Anchor-based Approaches

These approaches to determining the MCID relate a change on a patient-reported outcome measure to some external criterion thought to be indicative of change.15 Such external anchors may include objective outcomes (such as medication use or healthcare utilization) or subjective indications (such as patient reports of improvement). Indeed, patients’ global assessments of treatment efficacy after its completion is the primary anchor used to develop an MCID value. However, it should be clearly noted that evaluating responsiveness on one self-report measure based on another self-report rating is both circular in logic and fraught with bias. For example, global ratings possess unproven validity and reliability, and are also likely subject to contextual and personal influences (including patient expectancy and recall bias factors).

These anchor-based methods are also used in combination with statistical calculations in many ways, such as: determining the mean change score (MCS) of patients reporting significant change; comparing the magnitude of change to the variability of non-changed patients (minimal detectable change, or MDC); and finding the optimal cut-off score to differentiate between changed from non-changed patients (optimal cutoff point, or OCP).18 Despite subsequent statistical elaboration, such methods are founded upon patients’ global judgments of their experiences of change.
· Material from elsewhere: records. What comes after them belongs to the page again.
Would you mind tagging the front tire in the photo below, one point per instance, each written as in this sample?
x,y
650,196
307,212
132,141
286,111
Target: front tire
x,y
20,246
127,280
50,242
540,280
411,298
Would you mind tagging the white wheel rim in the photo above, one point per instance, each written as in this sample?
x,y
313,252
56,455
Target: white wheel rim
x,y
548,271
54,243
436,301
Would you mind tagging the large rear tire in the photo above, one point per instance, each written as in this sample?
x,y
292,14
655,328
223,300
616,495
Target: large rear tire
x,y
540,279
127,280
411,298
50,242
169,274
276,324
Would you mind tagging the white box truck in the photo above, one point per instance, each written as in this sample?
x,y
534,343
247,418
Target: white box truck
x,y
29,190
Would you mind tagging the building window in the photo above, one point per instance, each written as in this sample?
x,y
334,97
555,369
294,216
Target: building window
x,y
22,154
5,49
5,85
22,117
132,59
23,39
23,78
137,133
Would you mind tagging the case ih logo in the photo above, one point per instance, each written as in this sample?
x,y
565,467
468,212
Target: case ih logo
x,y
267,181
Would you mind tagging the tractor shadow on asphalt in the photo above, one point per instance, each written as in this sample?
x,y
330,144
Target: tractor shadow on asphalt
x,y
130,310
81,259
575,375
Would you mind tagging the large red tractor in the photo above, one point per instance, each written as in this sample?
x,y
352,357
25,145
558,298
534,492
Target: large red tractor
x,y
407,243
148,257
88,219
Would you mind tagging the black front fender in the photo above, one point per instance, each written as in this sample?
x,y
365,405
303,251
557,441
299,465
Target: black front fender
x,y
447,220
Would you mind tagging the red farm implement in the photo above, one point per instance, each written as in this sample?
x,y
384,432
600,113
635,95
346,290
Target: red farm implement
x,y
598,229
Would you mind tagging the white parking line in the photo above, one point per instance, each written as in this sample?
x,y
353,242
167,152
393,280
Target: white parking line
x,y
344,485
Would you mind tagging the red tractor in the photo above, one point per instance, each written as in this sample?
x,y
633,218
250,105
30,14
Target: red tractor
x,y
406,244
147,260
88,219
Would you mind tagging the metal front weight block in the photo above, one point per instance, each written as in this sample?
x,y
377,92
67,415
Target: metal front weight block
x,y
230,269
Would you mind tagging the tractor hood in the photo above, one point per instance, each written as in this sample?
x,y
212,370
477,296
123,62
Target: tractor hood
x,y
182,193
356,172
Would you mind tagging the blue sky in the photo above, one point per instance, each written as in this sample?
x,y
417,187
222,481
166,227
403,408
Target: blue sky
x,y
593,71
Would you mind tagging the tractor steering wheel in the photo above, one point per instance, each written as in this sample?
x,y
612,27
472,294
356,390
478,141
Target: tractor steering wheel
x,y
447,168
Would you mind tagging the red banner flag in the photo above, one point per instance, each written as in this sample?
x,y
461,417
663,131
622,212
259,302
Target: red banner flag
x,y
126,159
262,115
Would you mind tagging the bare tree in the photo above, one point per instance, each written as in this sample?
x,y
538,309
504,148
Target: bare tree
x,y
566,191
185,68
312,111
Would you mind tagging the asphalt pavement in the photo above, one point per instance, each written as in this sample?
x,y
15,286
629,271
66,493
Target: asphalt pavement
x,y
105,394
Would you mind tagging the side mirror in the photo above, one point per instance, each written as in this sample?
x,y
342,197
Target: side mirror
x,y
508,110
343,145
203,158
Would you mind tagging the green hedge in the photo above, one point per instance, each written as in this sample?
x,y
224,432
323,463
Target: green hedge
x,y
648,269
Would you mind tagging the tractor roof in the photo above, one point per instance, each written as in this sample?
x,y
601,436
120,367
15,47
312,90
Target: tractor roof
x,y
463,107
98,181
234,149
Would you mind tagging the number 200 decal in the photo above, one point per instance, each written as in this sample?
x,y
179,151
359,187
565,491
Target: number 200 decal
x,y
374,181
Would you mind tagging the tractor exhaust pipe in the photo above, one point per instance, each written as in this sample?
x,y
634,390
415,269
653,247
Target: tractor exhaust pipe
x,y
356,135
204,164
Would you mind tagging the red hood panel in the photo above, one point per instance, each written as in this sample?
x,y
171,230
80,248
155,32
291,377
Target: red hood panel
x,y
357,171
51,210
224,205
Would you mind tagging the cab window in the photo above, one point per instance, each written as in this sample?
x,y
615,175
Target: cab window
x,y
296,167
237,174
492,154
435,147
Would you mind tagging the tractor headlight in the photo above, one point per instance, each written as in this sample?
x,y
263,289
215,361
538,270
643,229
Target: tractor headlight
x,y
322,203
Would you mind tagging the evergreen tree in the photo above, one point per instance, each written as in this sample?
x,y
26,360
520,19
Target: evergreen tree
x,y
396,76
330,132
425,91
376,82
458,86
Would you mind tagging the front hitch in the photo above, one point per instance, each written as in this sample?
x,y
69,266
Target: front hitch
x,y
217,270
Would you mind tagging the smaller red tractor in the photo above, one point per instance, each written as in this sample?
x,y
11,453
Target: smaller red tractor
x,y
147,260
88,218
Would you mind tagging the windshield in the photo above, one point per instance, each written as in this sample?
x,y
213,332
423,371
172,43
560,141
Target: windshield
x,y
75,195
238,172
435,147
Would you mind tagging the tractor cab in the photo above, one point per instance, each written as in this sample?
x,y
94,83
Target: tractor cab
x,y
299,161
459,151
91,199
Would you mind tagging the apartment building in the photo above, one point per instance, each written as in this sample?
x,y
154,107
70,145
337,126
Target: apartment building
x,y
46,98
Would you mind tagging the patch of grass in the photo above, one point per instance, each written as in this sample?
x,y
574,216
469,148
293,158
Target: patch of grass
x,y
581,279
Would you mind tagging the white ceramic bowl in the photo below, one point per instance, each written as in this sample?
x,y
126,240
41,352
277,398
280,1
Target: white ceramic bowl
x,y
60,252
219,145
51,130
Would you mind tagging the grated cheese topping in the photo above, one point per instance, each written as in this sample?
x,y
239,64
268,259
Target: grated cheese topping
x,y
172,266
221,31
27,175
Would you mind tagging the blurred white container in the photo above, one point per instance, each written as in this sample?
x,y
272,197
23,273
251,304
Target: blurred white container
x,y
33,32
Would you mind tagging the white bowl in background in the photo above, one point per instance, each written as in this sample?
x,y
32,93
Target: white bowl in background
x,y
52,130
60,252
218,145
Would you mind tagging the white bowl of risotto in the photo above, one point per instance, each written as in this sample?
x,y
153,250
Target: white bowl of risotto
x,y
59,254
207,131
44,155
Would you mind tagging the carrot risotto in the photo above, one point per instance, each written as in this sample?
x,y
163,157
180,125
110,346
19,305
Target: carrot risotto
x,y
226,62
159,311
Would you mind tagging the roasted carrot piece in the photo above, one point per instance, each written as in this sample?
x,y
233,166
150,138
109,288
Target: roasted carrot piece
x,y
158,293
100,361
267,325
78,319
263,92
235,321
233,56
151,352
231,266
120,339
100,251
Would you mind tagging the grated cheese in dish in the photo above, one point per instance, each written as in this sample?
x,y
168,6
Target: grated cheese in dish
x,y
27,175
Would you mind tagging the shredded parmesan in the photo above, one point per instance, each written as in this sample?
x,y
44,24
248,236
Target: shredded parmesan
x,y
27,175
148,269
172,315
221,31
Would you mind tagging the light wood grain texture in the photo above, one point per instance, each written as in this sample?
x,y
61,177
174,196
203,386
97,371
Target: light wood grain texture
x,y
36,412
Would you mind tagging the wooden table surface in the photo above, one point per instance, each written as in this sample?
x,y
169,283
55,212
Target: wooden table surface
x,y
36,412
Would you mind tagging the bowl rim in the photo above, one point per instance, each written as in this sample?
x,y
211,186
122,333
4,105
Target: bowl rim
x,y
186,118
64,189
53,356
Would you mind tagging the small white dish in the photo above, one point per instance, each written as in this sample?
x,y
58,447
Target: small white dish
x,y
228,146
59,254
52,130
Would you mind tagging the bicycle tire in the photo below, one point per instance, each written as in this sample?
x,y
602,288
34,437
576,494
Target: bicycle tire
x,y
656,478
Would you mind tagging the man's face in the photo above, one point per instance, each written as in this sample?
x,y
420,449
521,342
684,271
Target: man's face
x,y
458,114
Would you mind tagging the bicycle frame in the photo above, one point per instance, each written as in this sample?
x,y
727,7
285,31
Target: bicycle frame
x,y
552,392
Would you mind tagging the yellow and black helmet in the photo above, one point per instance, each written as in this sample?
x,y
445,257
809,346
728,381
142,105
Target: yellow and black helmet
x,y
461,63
In addition, all of these methods require accurate, non-arbitrary classification of patients into the various groups—a condition that is complicated by self-report effects and scale imperfections, but rarely explicitly addressed in the literature. In sum, anchor-based approaches attempt to address clinical importance by relating observed change to an external anchor, but the relevance and validity of any such external anchor must be firmly established in order to provide any meaningful guidance. This knowledge is currently lacking in the scientific literature.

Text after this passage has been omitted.